3:   Lorenz curve for MFBS loan allocations to smallholder farmers                                     67

 4:   Lorenz curve for MFBS loan allocations to smallholder farmers by gender                         136

 

 

 


 

 

CHAPTER 1

INTRODUCTION


1.1       BACKGROUND INFORMATION

The agricultural sector is relevant in Nigeria's quest to achieve a number of the targets of the Sustainable Development Goals (SDGs) unfortunately, food production in this region has not kept the pace with the developing populace in decades and it is susceptible to further decrease. To exacerbate the circumstance, it is anticipated that harvests yield in the locale will probably decrease to 50 percent by 2030 (Intergovernmental Panel on Climate Change, 2001). For the anticipatable future, prosperity of the rustic populace in Nigeria will be attached to Agriculture.

In this way, encouraging rural development can offer a definite pathway out of destitution. Expansion into business farming is significant for making development sustainable, to diffuse its advantages to rustic zones, and to fence against the stuns from a solitary asset reliance on oil (NBS, 2010).

In Nigeria, credit to agriculture is perceived as a fundamental device for advancing rural improvement particularly among provincial poor farmers that establish a significant level of the cultivating populace (Nwaru, 2004; Mejeha and Ifenkwe, 2007; Nwaru, 2011). Microfinance Banks (MFBs) give credits to low pay people (Samareen and Farheen, 2012). Like each advance, they should be repaid.Thus, MFBs must assess their client’s financial activities as well as the risks of their operations due to the fact that lending is risky, but at the same time profitable. Interest and fees on the loans are sources of profits to Microfinance banks. Most banks will not want to grant credit to farmers who are not able to repay the loans.

Credit to Agriculture has shown a high level of unpredictability throughout the years. It declined from N67.74 billion in the year 2004 to N49.39 billion of in 2006, increased to N149.57 billion in 2007, declined again to N106.35 billion in 2008 and was N135.7 billion in 2009 (CBN, 2011). This pattern gives certain components of uncertainty.The microfinance banks have not been playing out any better as an insignificant percentage of their lending goes to the agrarian segment. For example, average percentage of advances to agribusiness by the microfinance banks for the period 2004 - 2008 was 4.4 percent of the total loans given out by the microfinance banks (CBN, 2010). Thus, just a set number of smallholder farmers are in a situation to meet their budgetary necessities.

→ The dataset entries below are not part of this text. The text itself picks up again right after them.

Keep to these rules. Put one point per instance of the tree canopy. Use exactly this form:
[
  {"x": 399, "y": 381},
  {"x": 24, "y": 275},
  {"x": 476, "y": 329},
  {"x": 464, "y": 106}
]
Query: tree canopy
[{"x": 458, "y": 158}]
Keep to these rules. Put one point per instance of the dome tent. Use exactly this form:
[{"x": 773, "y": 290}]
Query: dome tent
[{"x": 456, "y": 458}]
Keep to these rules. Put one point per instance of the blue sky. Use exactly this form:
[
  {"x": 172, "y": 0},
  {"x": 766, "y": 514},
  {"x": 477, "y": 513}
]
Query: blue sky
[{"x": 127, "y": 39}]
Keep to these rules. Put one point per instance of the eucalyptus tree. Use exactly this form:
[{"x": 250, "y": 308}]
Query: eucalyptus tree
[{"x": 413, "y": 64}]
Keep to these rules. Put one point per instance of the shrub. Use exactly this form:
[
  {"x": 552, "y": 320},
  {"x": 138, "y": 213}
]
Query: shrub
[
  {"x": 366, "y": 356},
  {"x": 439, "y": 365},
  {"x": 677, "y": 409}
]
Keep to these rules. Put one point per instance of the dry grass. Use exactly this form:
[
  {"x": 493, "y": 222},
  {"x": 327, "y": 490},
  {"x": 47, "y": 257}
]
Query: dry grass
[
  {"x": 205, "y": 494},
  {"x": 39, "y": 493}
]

The agricultural section received 2.1 percent of the total credit disbursed to the economy in spite of its normal commitment of 42.2 percent to the GDP (CBN, 2010). As at December 2011 there were 24 commercial banks with 5,789 branches and 816 microfinance banks bringing the total number of banks to 6,605(Sanusi, 2012).The proportion of bank officesto the populace was 24,224 branches per population, demonstrating a significant level of financial exclusion, this is additionally validated by the 2010 Enhancing Financial Innovation and Access (EFInA) study, which saw that 46.3 percent of Nigeria's populace is still monetarily prohibited when compared with South Africa, Kenya, Botswana with 26.0 percent, 32.7 percent and 33.0 percent, respectively. Farmers’ capacity to procure credit will also vary extensively, based on the perceived riskiness of the loan(Ofonyelu 2013).

Younger farmers may represent a greater risk, both because of the lack of a significant credit history, and because younger farmers tend to have substantially higher failure rates than more progressively developed farmers.

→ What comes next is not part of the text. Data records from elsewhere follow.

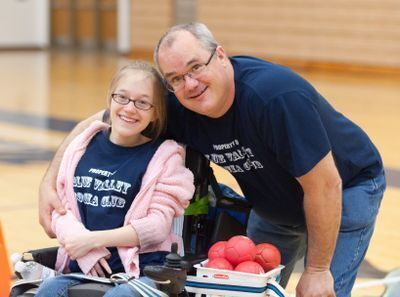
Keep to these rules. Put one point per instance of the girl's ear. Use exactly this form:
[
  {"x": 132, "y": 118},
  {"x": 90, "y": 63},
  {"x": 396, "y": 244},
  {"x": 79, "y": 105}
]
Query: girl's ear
[{"x": 148, "y": 131}]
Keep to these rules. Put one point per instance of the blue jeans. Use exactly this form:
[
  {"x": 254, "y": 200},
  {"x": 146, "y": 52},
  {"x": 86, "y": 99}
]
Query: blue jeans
[
  {"x": 360, "y": 207},
  {"x": 58, "y": 287}
]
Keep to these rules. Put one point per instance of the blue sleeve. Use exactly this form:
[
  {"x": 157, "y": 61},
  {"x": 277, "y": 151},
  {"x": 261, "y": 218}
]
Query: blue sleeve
[{"x": 298, "y": 137}]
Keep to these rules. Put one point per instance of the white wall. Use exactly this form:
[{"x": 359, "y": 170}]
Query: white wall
[{"x": 24, "y": 23}]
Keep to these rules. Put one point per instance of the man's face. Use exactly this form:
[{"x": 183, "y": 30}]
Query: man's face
[{"x": 210, "y": 92}]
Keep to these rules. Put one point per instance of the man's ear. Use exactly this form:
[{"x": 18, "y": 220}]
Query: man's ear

In the Agricultural credit market, before a farmer accesses credit the individual in question must be screened. The screening procedure is known as the creditworthiness assessment otherwise known as creditreliability evaluation. As indicated by Ofonyelu (2013), financial soundness appraisals are made for various reasons. Firstly, it is essential for the reduction of bad debts and non-performing loan occurrence in banks. Furthermore, acomprehension of creditworthiness is significant in view of the uncertainties. Inappropriate appraisal of borrowers' attributes places the bank in a hindered situation to sufficiently protect itself in case of default outcomes as it ascertains the risks and default probabilities of prospective borrowers, which is a standard which must be pursued before the credit is approved. Credit ratings can be utilized to decide whether to grant credit and, to decide the value that ought to be charged for that credit.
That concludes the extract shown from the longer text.